The science shows that solutions are within grasp. According to a 2020 International Council on Clean Transportation study, transpacific voyages could be powered by green, carbon and methane-free, electrolyzed hydrogen instead of fossil fuels, with only minor changes to ships’ fuel capacity or operations. Specifically, 57% of journeys could be made by replacing just 5% of ships’ cargo space with more hydrogen fuel or by adding one additional stop to refuel hydrogen en route, while 43% of all voyages could be made without additional fuel capacity or stops.
The Biden administration has recently sent a strong signal in the direction of zero-emissions ocean cargo shipping. In his State of the Union speech earlier in March, President Biden called for “modernizing…ports” and “promot[ing] environmental justice.” President Biden also referred to the 2020s as “an infrastructure decade” in his speech. In April, the State Department announced a Green Ocean Shipping Corridors Initiative.
Moreover, at The Economist’s 9th annual World Oceans Summit in March, U.S. Special Presidential Envoy for Climate John Kerry gave a keynote interview in which he explained that fossil-fueled shipping pollution threatens ocean wildlife. In Kerry’s words, “the level of carbon dioxide emissions acidifying the oceans… diminishes the ability of crustaceans to make their shells… We run the risk of tipping points with regard to coral reefs.” To address these problems, the U.S. Special Presidential Envoy for Climate called on American corporations to take rapid responsibility for the health of our oceans: “What is needed above all are corporations to step up and act responsibly,” Kerry said.

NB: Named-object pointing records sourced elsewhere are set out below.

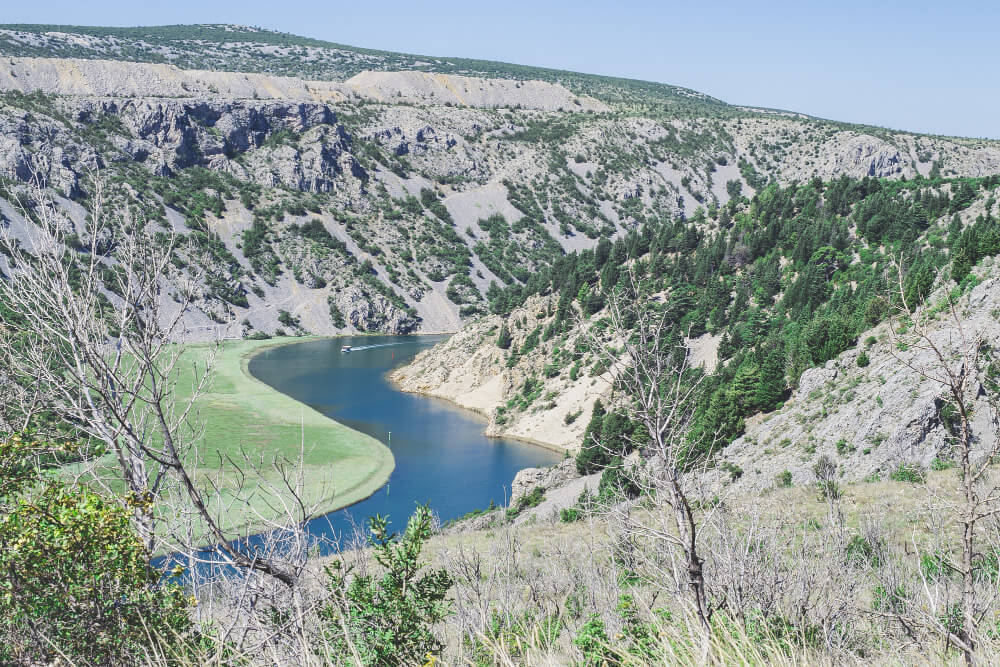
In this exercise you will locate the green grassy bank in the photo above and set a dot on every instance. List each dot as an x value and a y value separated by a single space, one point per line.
241 415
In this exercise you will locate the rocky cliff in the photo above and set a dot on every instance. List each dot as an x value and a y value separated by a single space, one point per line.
428 186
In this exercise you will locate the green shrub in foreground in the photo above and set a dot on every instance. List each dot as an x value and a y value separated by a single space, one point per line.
387 619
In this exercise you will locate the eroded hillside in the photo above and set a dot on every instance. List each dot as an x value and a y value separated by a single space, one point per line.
332 198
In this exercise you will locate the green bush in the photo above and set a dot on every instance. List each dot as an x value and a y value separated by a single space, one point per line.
387 619
76 573
907 472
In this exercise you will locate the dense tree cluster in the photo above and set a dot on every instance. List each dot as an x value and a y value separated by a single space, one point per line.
787 279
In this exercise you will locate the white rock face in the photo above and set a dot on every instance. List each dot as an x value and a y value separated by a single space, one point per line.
106 78
882 415
426 88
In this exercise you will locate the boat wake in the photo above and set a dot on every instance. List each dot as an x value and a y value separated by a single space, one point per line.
372 347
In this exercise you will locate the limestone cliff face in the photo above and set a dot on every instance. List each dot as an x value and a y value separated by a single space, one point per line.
869 420
107 78
362 156
537 397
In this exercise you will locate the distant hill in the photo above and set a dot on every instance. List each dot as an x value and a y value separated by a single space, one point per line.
248 49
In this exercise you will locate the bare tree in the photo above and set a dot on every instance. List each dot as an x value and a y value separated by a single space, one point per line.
964 365
651 367
94 330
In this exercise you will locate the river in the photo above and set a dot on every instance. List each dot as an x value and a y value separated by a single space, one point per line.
442 456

This is something that we are seeing too in the race to zero emissions for ocean shipping – in January the Ports of Shanghai and Los Angeles announced that they will work with industry to reduce greenhouse gas emissions from the movement of cargo throughout the 2020s, including a goal to “begin” transitioning to zero-carbon fueled ships by 2030 to cut emissions from one of the world’s busiest cargo routes.
Last November, the Los Angeles City Council unanimously voted to adopt Councilmember Nithya Raman’s resolution calling on top ocean cargo importers to the United States, including Target, to commit to making all port calls to the San Pedro Port Complex and the Port of Los Angeles 100% zero-emissions ocean shipping by 2030.